Taking the scattered upgrading method, however, comes with design hazards, since India’s climate law corpus may wind up with the head of an elephant and the tail of a squirrel. If laws – and the climate governance systems they govern – are altered haphazardly, the many adjustments may not work well together, and may even act against one another. Such an approach may also necessitate an unusual amount of effort and an inconvenient amount of time.
The third approach is, of course,
an all-encompassing climate law. Unitary rules can and have been adjusted to context in many circumstances. Typically, such laws enshrine a powerful narrative-guiding action. Notably, many existing regulations focus on time-bound mitigation, while others focus on green growth or integrating development and mitigation, and yet others on adaptation. Framework laws also include procedures for merging disparate laws and policies, paving the way for past efforts at a scattered upgrade to be harmonised. They also include provisions for the formation of specialised climate bodies to perform knowledge and coordinating functions.
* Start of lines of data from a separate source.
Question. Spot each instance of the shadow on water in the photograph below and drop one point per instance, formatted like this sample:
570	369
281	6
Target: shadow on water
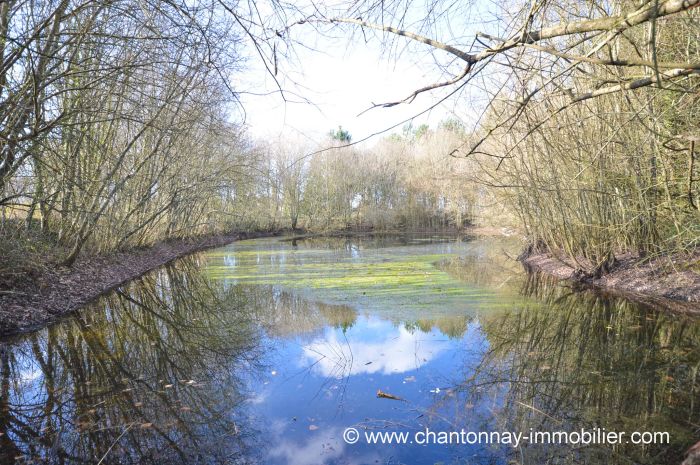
216	359
582	360
151	378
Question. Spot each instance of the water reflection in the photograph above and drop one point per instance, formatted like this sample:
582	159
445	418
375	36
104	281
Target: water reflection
213	360
147	379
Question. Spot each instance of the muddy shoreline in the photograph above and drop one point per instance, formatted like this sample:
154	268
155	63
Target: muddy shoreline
61	290
657	283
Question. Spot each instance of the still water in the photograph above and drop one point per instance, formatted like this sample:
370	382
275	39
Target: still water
265	351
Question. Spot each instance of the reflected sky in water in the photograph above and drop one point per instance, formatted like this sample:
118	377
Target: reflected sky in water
265	351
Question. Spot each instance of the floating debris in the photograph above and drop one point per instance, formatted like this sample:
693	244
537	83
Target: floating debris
386	395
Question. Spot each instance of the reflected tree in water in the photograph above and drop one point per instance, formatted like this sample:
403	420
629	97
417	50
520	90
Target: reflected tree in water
148	375
584	360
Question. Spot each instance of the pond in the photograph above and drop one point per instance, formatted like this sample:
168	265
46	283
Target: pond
284	351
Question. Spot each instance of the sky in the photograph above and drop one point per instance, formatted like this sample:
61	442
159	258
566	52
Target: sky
341	78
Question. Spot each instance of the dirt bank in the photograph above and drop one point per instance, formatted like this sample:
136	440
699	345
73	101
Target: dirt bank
61	290
669	283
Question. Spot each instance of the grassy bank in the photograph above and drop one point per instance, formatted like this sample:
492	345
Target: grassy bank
41	291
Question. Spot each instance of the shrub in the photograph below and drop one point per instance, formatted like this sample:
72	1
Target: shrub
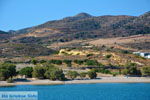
10	80
7	70
38	72
92	74
55	74
131	71
27	71
79	62
146	71
83	75
68	62
108	56
72	74
91	62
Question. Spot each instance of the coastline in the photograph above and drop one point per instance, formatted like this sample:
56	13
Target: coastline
90	81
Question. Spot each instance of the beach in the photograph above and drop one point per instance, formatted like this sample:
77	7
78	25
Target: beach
86	81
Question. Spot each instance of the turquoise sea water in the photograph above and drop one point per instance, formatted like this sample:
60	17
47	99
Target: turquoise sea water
102	91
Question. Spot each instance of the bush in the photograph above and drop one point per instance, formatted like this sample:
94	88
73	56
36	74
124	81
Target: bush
55	74
7	70
92	74
72	74
80	62
108	56
27	71
10	80
58	62
38	72
146	71
68	62
33	61
91	62
131	71
83	75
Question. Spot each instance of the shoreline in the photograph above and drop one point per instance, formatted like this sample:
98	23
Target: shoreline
89	81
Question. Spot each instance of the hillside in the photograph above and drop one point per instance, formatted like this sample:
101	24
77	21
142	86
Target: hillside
21	50
85	26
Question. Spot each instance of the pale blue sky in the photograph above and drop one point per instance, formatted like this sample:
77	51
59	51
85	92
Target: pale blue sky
18	14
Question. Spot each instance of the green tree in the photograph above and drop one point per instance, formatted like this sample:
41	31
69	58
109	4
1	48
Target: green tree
27	71
79	62
83	75
131	71
33	61
38	72
7	70
108	56
72	74
146	71
92	74
68	62
91	62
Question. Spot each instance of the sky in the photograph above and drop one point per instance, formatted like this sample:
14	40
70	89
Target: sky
19	14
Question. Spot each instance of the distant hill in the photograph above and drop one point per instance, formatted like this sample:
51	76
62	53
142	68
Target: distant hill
21	50
4	35
33	41
85	26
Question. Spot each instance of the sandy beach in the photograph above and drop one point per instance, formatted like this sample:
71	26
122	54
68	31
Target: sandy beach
100	80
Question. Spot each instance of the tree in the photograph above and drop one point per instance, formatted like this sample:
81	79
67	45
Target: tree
92	74
7	70
55	74
33	61
79	62
146	71
83	75
91	62
27	71
72	74
108	56
68	62
131	71
38	72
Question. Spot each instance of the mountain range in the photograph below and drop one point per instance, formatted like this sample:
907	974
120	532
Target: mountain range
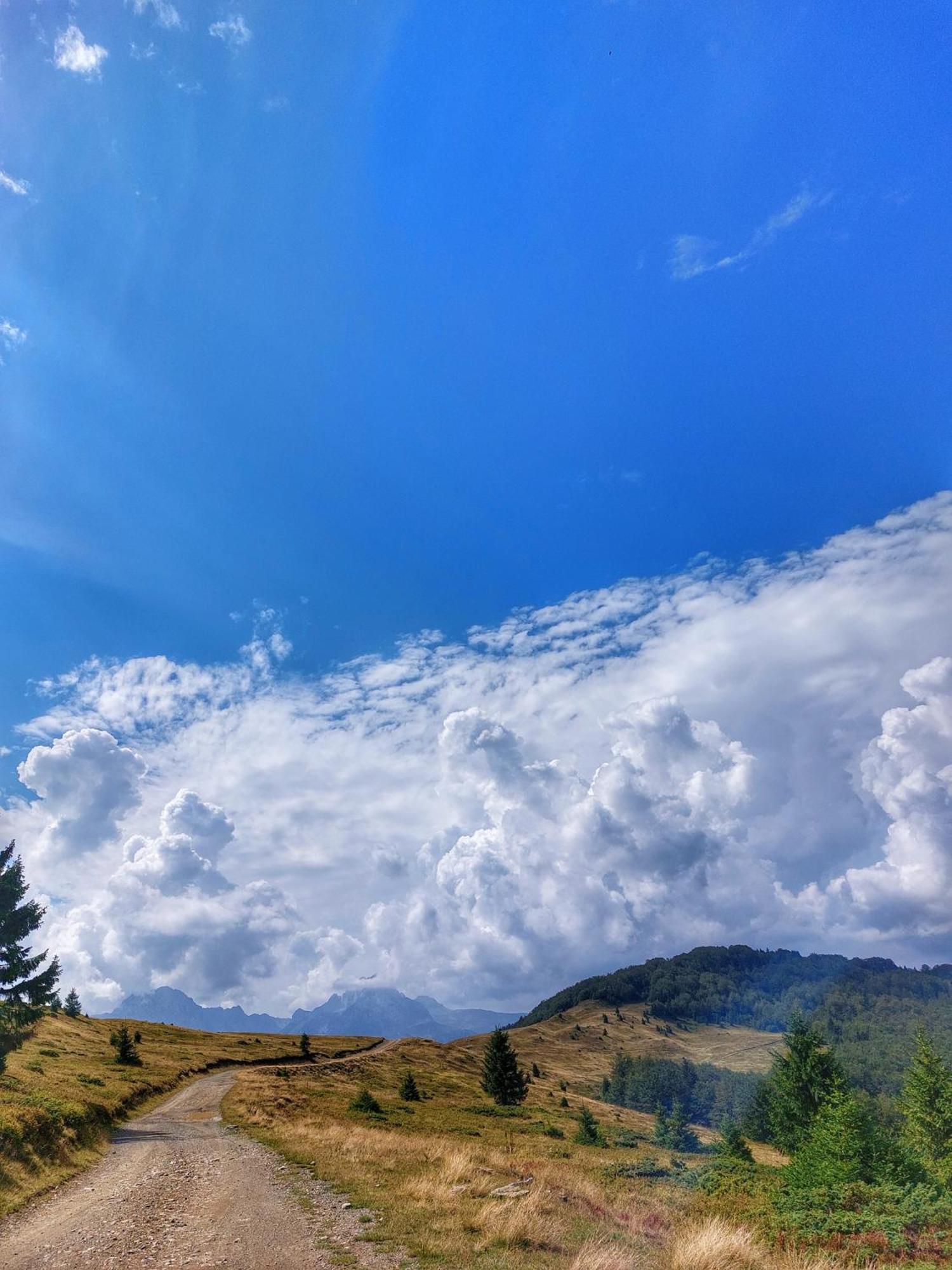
869	1008
359	1013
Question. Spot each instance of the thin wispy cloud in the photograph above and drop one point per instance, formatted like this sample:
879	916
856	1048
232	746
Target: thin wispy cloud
163	13
12	337
72	53
13	185
233	31
692	256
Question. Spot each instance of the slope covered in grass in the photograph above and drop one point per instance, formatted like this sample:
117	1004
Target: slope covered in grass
63	1090
432	1169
Because these bodies are by definition cross-cutting, they are normally established by a single climate law rather than a single sectoral law.
At the same time, a unified law necessitates the most political unanimity, not least around a compelling domestic narrative of climate action. Given the pervasiveness of the climate problem, competent integration with the larger governance architecture is also required to ensure that other development objectives, in addition to climate mitigation and adaptation, are realised.
While unitary law may be a necessary consequence in the end, the journey to it may be long and convoluted. Climate governance functions so present a good means of addressing the issue of climate law in a gradual manner. It enables governance to be tailored to the local context, other development goals to be internalised, and changes to be sequenced in accordance with degrees of political agreement within complex polities like India.